Current methods for mineral discovery are not necessarily sensitive enough, and can be subject to noise and false positives. The researchers hope that by combining the microbiological approach with current geochemical and geophysical methods, potential drilling options can be narrowed down to fewer sites and more exact locations.
When ore interacts with soil, it changes the communities of microbes there. The researchers tested this in the lab, introducing copper to soil microbes from two areas in Canada: tundra from the Northwest Territories, and a known porphyry copper deposit in Deerhorn, B.C. Sixty per cent of the world’s copper is mined from these kinds of deposits. The research team looked at how the microbes changed in number and species through DNA sequencing.
“We took those changed communities of microbes as indicators for the presence of copper—essentially a biological fingerprint made up of many individual species,” said first author Bianca Iulianella Phillips, a doctoral candidate in earth, ocean and atmospheric sciences (EOAS) and microbiology and immunology.
“We then analyzed the soil from Deerhorn, and found that from that fingerprint, 29 species of microbes are present above the mineral deposit. This demonstrates that there is a predictive capability with our technique, showing where copper deposits are buried.”
The team also found 66 new indicator species from the field site. Combined, the 71 bacterial fingerprints on the surface mapped topologically onto the copper deposit beneath.
The team first tried the technology with kimberlite, diamond-containing rock. In this new work, they investigated how far from the core of the mineral deposit indicator species could be detected. The team found they dropped off steeply more than 15 metres away from the rock, providing a tight radius for exploration.
This new application of DNA-sequencing technology shows the approach could be extended to other critical minerals. “Canada has significant undiscovered potential in a number of different commodities,” said Dr. Rachel Simister, a former postdoctoral fellow at UBC who worked on the project. “We are hopeful that techniques like microbial community fingerprinting can help increase Canada’s ability to provide new resources—such as nickel, zinc and gold.”

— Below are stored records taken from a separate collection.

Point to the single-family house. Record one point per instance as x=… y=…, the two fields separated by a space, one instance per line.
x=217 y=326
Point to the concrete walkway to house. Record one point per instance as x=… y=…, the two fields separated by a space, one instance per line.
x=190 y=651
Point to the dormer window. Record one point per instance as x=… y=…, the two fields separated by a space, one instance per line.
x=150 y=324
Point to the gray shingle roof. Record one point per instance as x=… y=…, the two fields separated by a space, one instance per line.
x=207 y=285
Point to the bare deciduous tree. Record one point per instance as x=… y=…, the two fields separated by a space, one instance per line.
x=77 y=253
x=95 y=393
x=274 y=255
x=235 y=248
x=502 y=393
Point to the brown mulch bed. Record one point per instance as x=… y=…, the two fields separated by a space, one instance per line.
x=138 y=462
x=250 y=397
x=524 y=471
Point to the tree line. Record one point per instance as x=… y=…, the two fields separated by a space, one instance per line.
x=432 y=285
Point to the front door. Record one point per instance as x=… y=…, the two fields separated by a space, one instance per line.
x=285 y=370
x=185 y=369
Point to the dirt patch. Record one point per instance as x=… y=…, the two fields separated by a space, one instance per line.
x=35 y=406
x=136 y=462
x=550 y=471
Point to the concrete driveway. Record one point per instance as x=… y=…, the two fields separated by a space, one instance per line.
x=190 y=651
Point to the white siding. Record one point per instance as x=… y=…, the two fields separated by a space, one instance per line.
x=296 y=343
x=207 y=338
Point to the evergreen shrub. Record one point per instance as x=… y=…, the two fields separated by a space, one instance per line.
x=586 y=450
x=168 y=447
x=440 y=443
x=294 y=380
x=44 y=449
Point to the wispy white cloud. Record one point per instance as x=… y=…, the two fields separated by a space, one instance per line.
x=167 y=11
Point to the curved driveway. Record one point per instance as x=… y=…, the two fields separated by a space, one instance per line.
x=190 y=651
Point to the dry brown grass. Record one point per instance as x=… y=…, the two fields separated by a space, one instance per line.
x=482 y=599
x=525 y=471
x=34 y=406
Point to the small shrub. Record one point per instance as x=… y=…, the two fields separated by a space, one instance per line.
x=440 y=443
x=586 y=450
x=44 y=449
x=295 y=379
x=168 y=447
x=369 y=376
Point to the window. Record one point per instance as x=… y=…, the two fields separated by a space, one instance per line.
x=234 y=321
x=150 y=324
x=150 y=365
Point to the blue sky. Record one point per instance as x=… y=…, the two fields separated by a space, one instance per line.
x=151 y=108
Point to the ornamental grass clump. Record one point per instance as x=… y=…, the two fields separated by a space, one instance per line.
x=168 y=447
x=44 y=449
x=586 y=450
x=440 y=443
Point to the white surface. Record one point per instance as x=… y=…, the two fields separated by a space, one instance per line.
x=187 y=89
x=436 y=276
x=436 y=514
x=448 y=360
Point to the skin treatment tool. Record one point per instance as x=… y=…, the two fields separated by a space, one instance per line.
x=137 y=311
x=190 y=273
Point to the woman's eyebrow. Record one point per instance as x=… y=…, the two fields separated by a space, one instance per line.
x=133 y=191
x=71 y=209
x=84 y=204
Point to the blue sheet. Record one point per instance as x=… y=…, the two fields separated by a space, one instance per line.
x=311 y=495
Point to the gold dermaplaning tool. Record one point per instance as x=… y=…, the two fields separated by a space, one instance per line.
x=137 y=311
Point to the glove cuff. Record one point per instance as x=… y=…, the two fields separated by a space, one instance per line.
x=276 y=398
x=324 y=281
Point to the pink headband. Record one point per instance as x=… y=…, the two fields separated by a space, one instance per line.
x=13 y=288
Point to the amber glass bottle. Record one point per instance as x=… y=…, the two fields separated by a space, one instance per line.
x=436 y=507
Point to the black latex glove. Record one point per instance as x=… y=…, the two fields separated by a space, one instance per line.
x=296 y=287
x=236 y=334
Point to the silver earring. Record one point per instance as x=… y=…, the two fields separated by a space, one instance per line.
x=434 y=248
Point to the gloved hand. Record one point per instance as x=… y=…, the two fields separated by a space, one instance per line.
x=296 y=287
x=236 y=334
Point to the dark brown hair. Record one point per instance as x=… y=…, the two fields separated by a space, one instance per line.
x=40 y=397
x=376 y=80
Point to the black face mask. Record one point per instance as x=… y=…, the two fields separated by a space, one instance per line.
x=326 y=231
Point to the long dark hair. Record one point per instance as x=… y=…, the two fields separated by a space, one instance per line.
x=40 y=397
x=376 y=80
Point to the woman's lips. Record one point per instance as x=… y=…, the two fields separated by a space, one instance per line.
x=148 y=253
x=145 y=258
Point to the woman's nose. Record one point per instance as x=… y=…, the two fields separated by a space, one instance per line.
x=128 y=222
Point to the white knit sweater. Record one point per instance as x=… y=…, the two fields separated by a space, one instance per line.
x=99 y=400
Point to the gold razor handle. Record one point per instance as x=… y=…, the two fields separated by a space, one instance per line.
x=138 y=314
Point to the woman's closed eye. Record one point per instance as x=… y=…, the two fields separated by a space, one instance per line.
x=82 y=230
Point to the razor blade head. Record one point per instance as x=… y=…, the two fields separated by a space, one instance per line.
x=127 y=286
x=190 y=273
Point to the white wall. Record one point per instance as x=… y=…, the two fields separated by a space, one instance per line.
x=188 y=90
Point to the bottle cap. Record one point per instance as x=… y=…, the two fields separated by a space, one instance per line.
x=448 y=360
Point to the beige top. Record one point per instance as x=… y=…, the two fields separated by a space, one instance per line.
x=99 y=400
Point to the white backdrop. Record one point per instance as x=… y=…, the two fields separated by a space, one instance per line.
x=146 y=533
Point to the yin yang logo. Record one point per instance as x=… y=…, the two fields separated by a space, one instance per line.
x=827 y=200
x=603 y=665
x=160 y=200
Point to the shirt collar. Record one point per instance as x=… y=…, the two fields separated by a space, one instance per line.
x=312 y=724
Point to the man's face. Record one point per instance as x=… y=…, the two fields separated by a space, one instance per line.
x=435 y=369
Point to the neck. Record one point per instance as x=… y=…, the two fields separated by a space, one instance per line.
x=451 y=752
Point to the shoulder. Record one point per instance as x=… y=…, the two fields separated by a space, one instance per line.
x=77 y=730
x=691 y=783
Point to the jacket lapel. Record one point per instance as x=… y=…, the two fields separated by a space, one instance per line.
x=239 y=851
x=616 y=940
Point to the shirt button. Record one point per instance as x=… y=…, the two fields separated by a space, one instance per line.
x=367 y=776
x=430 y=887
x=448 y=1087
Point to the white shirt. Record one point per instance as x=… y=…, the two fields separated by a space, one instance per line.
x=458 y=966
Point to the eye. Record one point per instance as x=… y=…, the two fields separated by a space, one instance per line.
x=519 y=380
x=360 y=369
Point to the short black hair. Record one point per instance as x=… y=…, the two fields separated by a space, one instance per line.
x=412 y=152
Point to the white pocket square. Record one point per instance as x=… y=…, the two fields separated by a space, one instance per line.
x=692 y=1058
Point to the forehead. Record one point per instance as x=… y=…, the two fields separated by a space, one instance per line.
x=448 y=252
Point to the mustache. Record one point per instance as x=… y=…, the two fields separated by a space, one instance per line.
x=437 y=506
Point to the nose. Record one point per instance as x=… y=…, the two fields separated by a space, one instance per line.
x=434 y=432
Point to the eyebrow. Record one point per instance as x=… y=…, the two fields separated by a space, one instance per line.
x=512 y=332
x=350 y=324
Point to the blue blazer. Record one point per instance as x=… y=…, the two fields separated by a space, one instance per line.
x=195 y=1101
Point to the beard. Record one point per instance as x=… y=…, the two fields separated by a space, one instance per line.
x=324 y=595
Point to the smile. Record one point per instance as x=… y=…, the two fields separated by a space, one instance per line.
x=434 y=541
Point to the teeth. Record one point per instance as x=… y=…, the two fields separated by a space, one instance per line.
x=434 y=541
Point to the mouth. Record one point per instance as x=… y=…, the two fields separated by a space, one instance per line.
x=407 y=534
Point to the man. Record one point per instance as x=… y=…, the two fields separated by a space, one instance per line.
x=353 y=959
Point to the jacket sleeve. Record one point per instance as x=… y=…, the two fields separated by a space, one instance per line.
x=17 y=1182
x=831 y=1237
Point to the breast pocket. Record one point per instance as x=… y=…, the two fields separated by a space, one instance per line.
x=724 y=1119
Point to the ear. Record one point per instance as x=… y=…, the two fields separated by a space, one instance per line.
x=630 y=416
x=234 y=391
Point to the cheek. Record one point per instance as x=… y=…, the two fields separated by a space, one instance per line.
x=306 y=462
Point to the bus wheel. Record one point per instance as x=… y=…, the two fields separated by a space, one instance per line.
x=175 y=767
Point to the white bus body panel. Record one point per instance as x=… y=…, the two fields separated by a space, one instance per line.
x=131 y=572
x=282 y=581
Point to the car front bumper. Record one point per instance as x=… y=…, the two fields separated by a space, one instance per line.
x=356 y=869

Discovery Genomics, a spin-off company that Dr. Crowe, Dr. Simister and Dr. Craig Hart are involved in, provides the specific expertise for these sequencing services at comparable costs to other discovery methods. With industry adoption, the technique could become cheaper, easier to use and someday, even portable.
“Our approach offers a new dimension to mineral exploration—enhancing discovery success and helping reduce costs with more precise targeting,” said Crowe. “As the industry adopts this approach more broadly, not only will it become more cost-effective and accessible, but the increasing volume of data will also make the technique more robust, accelerating learning and refinement.”
Currently, the research team is working with Geoscience BC, Teck Resources and the Natural Sciences and Engineering Research Council of Canada Alliance program to map the normal, or background, microbial communities in soils around B.C. and then analyze indicators from other porphyry copper deposits.